|
|
Le Juif
a-t-il toujours été
commerçant?
En réalité,
Eretz-Israël n'a jamais été un
paradis. Si prospérité il y a, si le
sol produit du blé, de l'orge, du raisin,
des olives, des dattes et d'autres fruits pour
assurer la nourriture, c'est grâce au dur
labeur de la population. La culture du lin
était très répandue dans ce
pays. Les femmes de Galilée savaient faire
le tissage et la confection d'habits en lin, alors
que la spécialité des femmes de
Judée était les tissus de laine. En
174 ap. J.-C., Pausanias louait encore la
qualité et la pureté du Byssus
judaïque. La particularité du sable de
Galilée permettait la fabrication du verre.
Hébron et ses environs formaient un
célèbre centre de poterie. La Mer
Morte fournissait de l'asphalte et du sel.
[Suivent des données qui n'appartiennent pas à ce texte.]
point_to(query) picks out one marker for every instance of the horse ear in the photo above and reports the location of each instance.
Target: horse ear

Cependant le blé, le vin et l'huile
constituaient les vraies richesses du pays - telles
qu'elles figuraient comme symbole sur certaines
pièces de monnaie. L'huile d'olives
remplaçait le beurre et la graisse.
Quand l'année
était bonne, de grandes quantités de
blé et d'orge se trouvaient sur les marches
de Sepphoris, Tiberias et Ashkalon. En ce qui
concerne l'exportation, elle était mal vue
puisque les récoltes déficitaires
exigeaient certaines réserves. En outre, la
taxe à l'exportation pesait sur les prix. En
effet, si l'impôt à l'exportation se
limitait à 1/8e, les taux de taxe furent
souvent fixés de façon arbitraire. En
ce qui concerne l'importation, elle comprenait tous
les métaux qui manquaient au pays: or,
argent, fer, plomb et zinc.
Malgré ce trafic de
marchandises, la position du commerçant ne
jouait pas un grand rôle aux temps bibliques.
Cependant, en dépit de cela, on qualifie le
Juif d'éternel commerçant. Dans la
littérature biblique, le mot
«Kenaani» (Cananéen) signifie
aussi commerçant. Or la Bible ne parle
pratiquement jamais du commerçant juif.
Malgré leur proximité, les villes
portuaires des Philistins et des Phéniciens
n'exerçaient pas d'attrait sur les Juifs.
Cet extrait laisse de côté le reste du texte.